Analyst Sam Kim at Amerindo Advisers says that IP telephony will develop slowly because it still cannot guarantee the service reliability that carriers need. His fund once owned shares of Cisco and Ascend (ASND:Nasdaq), but currently it owns no stock with a stake in Internet telephony.
"If somebody can solve that quality of service problem with IP, we'll look at it very carefully," Kim says. Do any candidates come to mind? "No, sadly."
So what will drive the growth? Proponents have long argued that the Internet phone business is a play for the next century -- not immediate explosive returns. Rather, fax service, e-commerce (for example, connecting Web surfers to customer call centers), call-filtering features and the broader advantages of network integration will gradually lure the masses.

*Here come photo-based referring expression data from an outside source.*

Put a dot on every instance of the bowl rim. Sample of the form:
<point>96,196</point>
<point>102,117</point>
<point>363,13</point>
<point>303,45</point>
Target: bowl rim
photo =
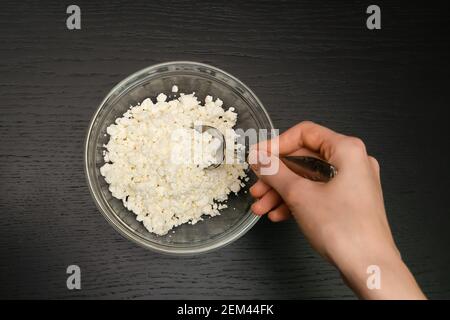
<point>126,232</point>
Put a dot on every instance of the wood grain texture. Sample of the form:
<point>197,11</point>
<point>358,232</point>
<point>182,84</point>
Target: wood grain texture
<point>304,59</point>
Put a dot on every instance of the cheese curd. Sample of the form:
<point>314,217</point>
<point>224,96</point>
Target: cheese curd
<point>150,164</point>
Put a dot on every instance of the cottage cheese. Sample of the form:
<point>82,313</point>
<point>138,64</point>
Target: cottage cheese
<point>150,164</point>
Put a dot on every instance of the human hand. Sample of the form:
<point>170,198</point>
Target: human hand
<point>345,219</point>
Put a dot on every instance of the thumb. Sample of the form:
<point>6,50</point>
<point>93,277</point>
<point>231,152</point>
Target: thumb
<point>271,170</point>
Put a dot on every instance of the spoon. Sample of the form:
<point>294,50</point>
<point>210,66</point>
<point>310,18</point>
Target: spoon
<point>311,168</point>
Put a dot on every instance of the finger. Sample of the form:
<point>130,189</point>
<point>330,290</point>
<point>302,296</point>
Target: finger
<point>269,201</point>
<point>304,135</point>
<point>259,189</point>
<point>375,166</point>
<point>273,172</point>
<point>304,152</point>
<point>280,213</point>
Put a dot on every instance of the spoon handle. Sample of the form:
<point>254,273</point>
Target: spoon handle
<point>311,168</point>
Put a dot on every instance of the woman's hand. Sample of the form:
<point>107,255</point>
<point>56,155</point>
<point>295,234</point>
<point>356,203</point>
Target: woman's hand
<point>344,219</point>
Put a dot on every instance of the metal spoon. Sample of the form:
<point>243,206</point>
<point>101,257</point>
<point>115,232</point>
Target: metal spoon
<point>308,167</point>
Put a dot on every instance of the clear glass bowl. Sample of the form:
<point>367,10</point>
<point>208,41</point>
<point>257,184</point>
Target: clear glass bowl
<point>206,235</point>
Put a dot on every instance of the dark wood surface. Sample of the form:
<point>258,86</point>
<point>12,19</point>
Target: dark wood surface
<point>304,59</point>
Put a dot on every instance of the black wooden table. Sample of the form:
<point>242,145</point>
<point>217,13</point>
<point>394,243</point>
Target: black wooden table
<point>304,59</point>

But de Repentigny at Frost & Sullivan sees little support among customers, at least for now. "Corporations are not demanding it at all, in Cisco's case particularly," he says. He does find it a natural evolution for Cisco to make, and a somewhat halting one for Lucent and Northern Telecom (NT:NYSE), an Ontario-based supplier of phone gear and rival of Lucent.
Phone carriers will purchase this gear cautiously, and use the trillion-dollar infrastructure that's already in the ground. "They're all trying to leverage what they currently have," says Craig Johnson, principal of the PITA Group, a consulting firm for purchasers of technology. "You do not throw things away."
All of which in the end may sober up the true believers.